How to convert a JSON into a HDF5 file

You scraped a bunch of data from a cryptocurrency exchange API into JSON but you figured that it’s taking too much disk space ? Switching to HDF5 will save you some space and make the access very fast, as it’s optimized for I/O operations. The HDF5 format is supported by major tools like Pandas, Numpy and Keras, data integration will be smooth, if you want to do some analysis.

Flattening the JSON

Most of the time JSON data is a giant dictionary with a lot of nested levels, the issue is that HDF5 doesn’t understand that. If we take the below JSON:

json_dict = {'Name':'John', 'Location':{'City':'Los Angeles','State':'CA'}, 'hobbies':['Music', 'Running']}

The result will look like this in a DataFrame:

Nested DataFrame
Nested DataFrame

We need to flatten the JSON to make it look like a classic table:

Flatten DataFrame
Flatten DataFrame

We’re going to use the flatten_json() function (more info here):

def flatten_json(y):
    out = {}

    def flatten(x, name=''):
        if type(x) is dict:
            for a in x:
                flatten(x[a], name + a + '_')
        elif type(x) is list:
            i = 0
            for a in x:
                flatten(a, name + str(i) + '_')
                i += 1
        else:
            out[name[:-1]] = x

    flatten(y)
    return out

Loading into a HDF5 file

Now the idea is to load the flattened JSON dictionary into a DataFrame that we’re going to save in a HDF5 file.

I’m assuming that during scraping we appended each record to the JSON, so we have one dictionary per line:

def json_to_hdf(input_file, output_file):
    
    with pd.HDFStore(output_file) as store:
        with open(input_file, "r") as json_file:
            for i, line in enumerate(json_file):
                try:
                    flat_data = flatten_json(ujson.loads(line))
                    df = pd.DataFrame.from_dict([flat_data])
                    store.append('observations', df)
                except:
                    pass

Let’s break this down.

Line 3: we initialize the HDFStore, this is the HDF5 file, it’s handling the file writing and everything.
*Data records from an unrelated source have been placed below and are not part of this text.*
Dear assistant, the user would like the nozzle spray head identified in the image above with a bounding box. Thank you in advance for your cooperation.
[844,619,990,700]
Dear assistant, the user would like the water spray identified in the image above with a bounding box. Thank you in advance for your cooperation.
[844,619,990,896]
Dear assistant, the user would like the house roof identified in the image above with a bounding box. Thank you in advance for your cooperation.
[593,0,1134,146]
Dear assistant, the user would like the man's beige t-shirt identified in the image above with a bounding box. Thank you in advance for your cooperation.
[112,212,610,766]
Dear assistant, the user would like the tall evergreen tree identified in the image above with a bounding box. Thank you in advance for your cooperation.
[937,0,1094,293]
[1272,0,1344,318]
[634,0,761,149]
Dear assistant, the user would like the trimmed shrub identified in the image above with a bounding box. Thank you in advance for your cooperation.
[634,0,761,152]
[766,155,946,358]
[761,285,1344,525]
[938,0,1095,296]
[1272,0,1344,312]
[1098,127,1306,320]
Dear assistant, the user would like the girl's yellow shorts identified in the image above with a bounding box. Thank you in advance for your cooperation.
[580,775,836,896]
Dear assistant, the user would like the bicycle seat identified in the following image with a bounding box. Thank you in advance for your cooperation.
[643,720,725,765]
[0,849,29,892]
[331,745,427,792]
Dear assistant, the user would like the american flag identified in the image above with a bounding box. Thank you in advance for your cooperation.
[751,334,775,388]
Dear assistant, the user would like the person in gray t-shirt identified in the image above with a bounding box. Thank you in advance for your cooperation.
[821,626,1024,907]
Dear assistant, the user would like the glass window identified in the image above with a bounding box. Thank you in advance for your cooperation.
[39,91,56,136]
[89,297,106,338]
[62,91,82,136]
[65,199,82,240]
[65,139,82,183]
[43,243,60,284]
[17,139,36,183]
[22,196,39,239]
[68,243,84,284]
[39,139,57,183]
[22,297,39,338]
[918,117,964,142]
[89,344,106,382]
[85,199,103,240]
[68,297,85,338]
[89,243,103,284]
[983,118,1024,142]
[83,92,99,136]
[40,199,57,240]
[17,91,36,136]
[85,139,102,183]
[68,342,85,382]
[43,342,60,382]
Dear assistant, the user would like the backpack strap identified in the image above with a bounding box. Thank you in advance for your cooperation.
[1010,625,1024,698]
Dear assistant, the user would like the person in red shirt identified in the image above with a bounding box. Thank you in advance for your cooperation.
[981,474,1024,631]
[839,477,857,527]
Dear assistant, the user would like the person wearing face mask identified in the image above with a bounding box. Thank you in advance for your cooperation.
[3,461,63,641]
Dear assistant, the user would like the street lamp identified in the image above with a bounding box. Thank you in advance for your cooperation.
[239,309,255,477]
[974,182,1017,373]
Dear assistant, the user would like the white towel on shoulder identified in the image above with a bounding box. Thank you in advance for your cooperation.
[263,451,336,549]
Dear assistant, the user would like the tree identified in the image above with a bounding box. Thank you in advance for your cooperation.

Lines 4 & 5: we open the file and read it line per line

Line 7: we transform the line into a JSON dictionary and then we flatten it

Line 8: we transform the flatten dictionary into a Pandas DataFrame

Line 9: we append this DataFrame into the HDFStore

Et voilà, you now have your data in a single HDF5 file, ready to be loaded for your statistical analysis or maybe to generate trading signals, remember, it’s optimized for Pandas and Numpy so it’ll be faster than reading from the original JSON file.